I must of missed the boat. I do NOT see how you have been working on your marriage. :scratchhead: You admitted to having feelings for this other woman for years. You are not giving your marriage a chance my dear. You left a long time ago. You started leaving as soon as you allowed yourself to have feelings for another woman. What you give her, you take from your wife. I am not going to commend you for not acting on it. I frequent this board daily. I see this a lot. I come here because I like to see men and women fighting for their marriages, truly fighting against all odds. It's inspiring and it helps me somewhat as I have no idea what my marriage vows mean anymore. When I look at my ring, I see my husband having sex with other women. I see my husband thinking, daydreaming, imagining sex with other women. I see my husband flirting with other women while he is at work and I am home taking care of our children. I see a neverending circle of doubt, regret, pain, and confusion. I see myself crying for hours and feeling like someone reached inside my chest and crushed my heart. That's how I felt when I learned of my husband's affairs. 

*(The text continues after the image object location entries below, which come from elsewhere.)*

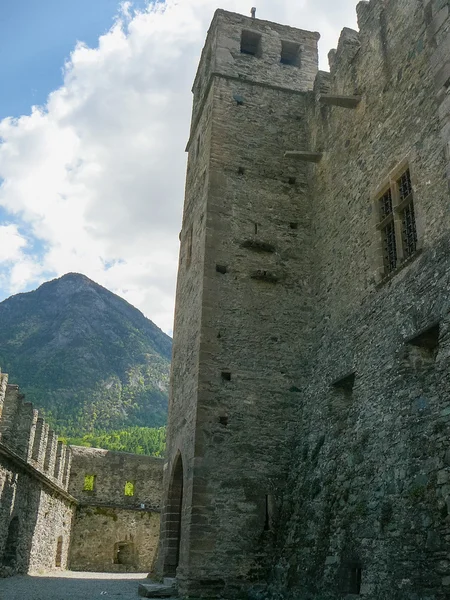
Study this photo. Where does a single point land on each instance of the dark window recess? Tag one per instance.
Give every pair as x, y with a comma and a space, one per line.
189, 247
12, 539
386, 204
397, 223
405, 185
251, 43
268, 516
352, 579
265, 276
389, 248
290, 54
258, 246
428, 339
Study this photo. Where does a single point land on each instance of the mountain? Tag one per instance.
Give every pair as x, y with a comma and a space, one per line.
88, 358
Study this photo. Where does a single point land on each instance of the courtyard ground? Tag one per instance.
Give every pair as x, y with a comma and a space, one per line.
69, 585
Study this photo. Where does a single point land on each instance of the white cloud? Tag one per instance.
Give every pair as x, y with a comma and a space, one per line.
98, 173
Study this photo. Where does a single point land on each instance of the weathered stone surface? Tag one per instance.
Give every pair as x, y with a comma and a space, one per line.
317, 489
154, 590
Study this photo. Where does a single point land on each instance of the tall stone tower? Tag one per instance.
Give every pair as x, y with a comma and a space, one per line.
243, 304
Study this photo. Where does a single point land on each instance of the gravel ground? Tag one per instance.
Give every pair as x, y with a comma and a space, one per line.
72, 586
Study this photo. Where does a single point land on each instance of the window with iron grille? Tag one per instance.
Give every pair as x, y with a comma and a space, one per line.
397, 222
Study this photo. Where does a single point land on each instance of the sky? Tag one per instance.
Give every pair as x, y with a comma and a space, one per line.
95, 107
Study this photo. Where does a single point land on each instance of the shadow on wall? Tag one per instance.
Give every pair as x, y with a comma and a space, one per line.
74, 585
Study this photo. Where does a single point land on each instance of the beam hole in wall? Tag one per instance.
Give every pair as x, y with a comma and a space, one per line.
59, 546
258, 246
351, 579
421, 349
251, 43
290, 54
124, 554
89, 483
428, 338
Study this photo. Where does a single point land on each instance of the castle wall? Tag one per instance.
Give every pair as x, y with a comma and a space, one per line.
36, 511
243, 308
369, 493
115, 532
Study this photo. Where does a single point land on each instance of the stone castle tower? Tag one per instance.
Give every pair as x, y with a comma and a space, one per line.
243, 297
309, 416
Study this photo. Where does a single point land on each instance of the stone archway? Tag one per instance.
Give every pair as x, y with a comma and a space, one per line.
173, 519
58, 557
12, 539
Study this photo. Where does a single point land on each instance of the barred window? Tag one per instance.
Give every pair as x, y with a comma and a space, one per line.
397, 222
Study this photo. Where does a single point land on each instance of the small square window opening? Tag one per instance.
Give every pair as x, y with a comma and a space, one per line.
129, 488
251, 43
290, 54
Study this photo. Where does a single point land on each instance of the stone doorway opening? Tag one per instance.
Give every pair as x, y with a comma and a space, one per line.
58, 558
173, 519
124, 554
10, 551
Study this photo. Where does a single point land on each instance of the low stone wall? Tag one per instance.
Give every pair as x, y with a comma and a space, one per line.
114, 539
35, 521
116, 525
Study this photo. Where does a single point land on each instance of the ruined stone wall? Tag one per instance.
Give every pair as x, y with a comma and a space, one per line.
243, 306
35, 509
369, 492
114, 531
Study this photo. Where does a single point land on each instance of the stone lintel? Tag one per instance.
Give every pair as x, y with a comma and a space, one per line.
304, 156
342, 101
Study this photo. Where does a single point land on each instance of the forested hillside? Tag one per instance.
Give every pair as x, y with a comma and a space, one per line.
91, 362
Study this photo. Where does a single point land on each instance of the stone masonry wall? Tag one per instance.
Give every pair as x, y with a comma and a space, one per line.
243, 307
369, 492
36, 511
113, 531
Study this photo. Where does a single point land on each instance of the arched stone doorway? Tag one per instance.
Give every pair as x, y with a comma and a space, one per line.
10, 550
58, 558
173, 519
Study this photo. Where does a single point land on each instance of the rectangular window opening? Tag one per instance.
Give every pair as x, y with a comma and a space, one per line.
129, 488
290, 54
251, 43
189, 247
89, 483
397, 223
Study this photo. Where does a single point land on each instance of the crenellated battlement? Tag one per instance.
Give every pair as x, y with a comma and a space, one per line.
28, 436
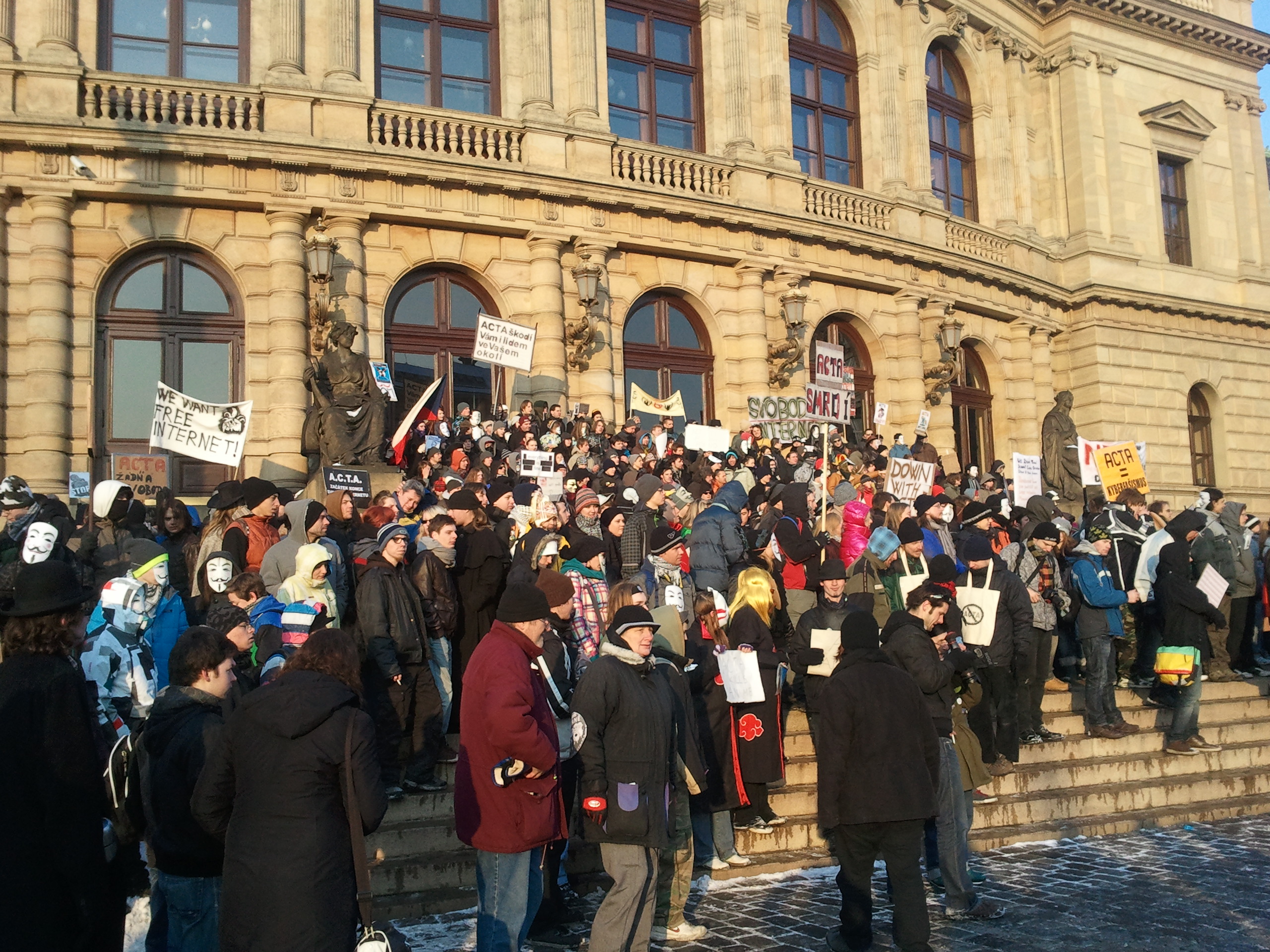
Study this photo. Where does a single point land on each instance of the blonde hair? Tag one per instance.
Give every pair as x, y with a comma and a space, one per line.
758, 590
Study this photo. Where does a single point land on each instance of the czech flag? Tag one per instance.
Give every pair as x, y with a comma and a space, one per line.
425, 409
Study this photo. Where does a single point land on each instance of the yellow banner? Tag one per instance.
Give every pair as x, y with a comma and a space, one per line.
1121, 469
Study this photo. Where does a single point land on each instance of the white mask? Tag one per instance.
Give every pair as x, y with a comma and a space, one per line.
219, 573
39, 542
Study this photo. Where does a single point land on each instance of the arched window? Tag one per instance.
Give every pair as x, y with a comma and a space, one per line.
1199, 422
824, 93
167, 315
948, 110
972, 412
432, 330
439, 53
836, 329
202, 40
667, 350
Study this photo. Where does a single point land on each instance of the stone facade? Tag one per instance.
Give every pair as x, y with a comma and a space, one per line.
1062, 282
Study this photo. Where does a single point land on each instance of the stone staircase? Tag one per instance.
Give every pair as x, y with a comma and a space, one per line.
1079, 786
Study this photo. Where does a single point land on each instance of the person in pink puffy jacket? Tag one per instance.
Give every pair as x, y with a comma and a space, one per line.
855, 530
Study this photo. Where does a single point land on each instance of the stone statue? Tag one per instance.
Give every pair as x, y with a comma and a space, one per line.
346, 422
1060, 464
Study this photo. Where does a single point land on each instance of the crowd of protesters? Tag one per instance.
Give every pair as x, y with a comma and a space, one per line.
248, 674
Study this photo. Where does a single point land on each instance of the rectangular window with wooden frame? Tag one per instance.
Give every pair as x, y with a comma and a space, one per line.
1173, 201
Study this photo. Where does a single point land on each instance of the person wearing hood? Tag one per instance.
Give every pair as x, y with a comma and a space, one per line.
183, 728
879, 774
1098, 625
272, 792
103, 545
399, 685
717, 547
1187, 615
251, 536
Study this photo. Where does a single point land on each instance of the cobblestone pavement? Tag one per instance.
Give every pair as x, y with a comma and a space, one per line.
1188, 889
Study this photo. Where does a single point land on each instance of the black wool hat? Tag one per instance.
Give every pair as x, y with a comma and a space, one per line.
522, 603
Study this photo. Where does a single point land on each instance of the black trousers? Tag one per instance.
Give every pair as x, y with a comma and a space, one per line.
407, 722
995, 720
901, 847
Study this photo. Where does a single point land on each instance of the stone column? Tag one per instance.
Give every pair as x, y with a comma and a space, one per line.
289, 348
50, 346
547, 304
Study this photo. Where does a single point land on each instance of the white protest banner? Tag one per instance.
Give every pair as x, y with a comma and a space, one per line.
214, 433
1086, 451
1026, 479
504, 343
908, 479
713, 440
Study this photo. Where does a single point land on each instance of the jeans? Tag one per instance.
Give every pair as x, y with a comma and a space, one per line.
508, 892
443, 664
1187, 711
185, 914
953, 832
1100, 710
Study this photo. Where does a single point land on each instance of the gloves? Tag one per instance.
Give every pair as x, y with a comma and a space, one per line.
810, 656
596, 809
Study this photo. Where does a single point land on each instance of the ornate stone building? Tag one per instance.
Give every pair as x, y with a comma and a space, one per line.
1075, 188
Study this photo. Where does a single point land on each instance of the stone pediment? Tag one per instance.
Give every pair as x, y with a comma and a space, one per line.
1179, 117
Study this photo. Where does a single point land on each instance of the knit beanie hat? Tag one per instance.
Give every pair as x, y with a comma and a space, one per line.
524, 603
556, 587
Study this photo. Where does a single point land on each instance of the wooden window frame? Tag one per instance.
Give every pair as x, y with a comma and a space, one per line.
176, 42
672, 12
842, 61
436, 21
959, 110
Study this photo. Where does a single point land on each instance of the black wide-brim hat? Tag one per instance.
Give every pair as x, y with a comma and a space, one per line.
46, 588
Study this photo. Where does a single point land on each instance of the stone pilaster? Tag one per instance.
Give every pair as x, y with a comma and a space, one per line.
50, 346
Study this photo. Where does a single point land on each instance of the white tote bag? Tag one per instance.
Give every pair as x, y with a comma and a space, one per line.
978, 610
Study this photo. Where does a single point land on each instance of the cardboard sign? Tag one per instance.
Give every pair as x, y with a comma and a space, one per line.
214, 433
1026, 479
145, 474
908, 479
1121, 469
504, 343
356, 481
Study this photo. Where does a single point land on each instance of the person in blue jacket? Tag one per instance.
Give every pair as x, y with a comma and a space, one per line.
1098, 624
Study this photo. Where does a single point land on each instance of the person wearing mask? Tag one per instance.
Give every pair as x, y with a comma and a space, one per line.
272, 792
1035, 564
996, 719
1098, 624
185, 725
251, 536
879, 774
831, 611
917, 642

You say you are trying. You aren't. You're wife is depressed. Why is she depressed? Stop thinking about other women and start thinking about her. You say she cheated on you. So you should know how it feels. Why would you stay with her just to do the same. You should of left back then if you weren't really going to try. You don't even want me to start in on how wrong it is for you to admit feelings to a married woman. What are you thinking? Do not meet with her. Of course she is going to say her marriage is as awful as yours, but have you talked to her husband. Why would you even entertain the idea of being with this woman? You both have admitted to having feelings for each other for years. I bet she says I love you to her husband tonight and then checks her email for a message from you. You aren't just beating your marriage to death, you are taking her down with you. I suggest you end that now. I also suggest you encourage her to go to marriage counseling. You really need to stop thinking about other women. You are doing it for the wrong reasons. What you are doing is looking for a bridge out of your marriage. You are making these other women that bridge. You want out, but you don't want to be alone. People do this all the time. All you are going to do is end up exactly where you already are with a woman just like your wife. And this married OW is just like your wife. You have her on a pedestal right now. Wake up Mr. She is married and has admitted to feelings to you. She wants to meet face to face. I promise you she doesn't want to share cookie recipes with you at that meeting. Why would you want to be in another unhealthy toxic relationship? 

Only you can decide if your marriage is over. But if it is, let it be over for the right reasons. Get out and work on yourself. You are not healthy either. You need individual counseling. Seriously WAKE UP!!! "Be careful in fighting the dragon, lest you become the dragon". You are becoming the dragon whether you see that or not. Your marriage is not going to work if you keep going down this path. You can back up at any time you know. Only stay if you are really going to work on it and give up the other women and the thought of other women. Just my unprofessional opinion.